About Phytates

Soaking: beans, grains, seeds, and nuts

My soaking bowls

My soaking bowls

When I first started teaching myself to cook beans and grains, I dutifully presoaked beans as recipes recommended. At the time, I thought the function of presoaking was to make the beans cook faster. I never noticed much cooking-time difference between presoaked beans and non-soaked beans when I forgot to soak them, so I gradually stopped the practice altogether. That is until I learned there is another reason for soaking beans.

Soaking dried beans, grains, nuts, and seeds deactivates phytates naturally present in plants. Phytates are a natural insecticide and prevent seeds from sprouting too soon. Phytates also inhibit absorption of several nutrients including iron, zinc, phosphorous, and calcium. People who consume a mainly whole grain vegan or vegetarian diet can suffer ill effects.
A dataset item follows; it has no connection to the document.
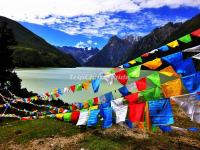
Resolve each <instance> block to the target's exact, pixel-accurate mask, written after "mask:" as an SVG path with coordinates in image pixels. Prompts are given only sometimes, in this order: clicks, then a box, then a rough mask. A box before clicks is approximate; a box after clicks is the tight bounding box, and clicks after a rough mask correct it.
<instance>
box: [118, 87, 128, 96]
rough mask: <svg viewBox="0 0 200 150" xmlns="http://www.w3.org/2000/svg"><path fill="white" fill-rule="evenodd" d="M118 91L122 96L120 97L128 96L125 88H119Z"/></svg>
mask: <svg viewBox="0 0 200 150" xmlns="http://www.w3.org/2000/svg"><path fill="white" fill-rule="evenodd" d="M118 90H119V92H120V93H121V94H122V96H126V95H128V94H129V91H128V89H127V87H126V86H123V87H121V88H119V89H118Z"/></svg>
However, phytates or phytonutrients also have health benefits. It’s complicated.

An easy way to neutralize the negative effects of phytates is to presoak beans, whole grains, nuts, and seeds. So this was the reason I originally soaked foods. In addition to neutralizing phytates, soaking also releases important, otherwise unavailable, phytonutrients and vitamins.

It is best to soak beans and grains overnight. However, if I don’t think of it or don’t know what I’m going to fix the night before, I start the soaking in the morning. Some soaking is better than no soaking. Add a tablespoon of whey, vinegar, lime or lemon juice to stimulate the process.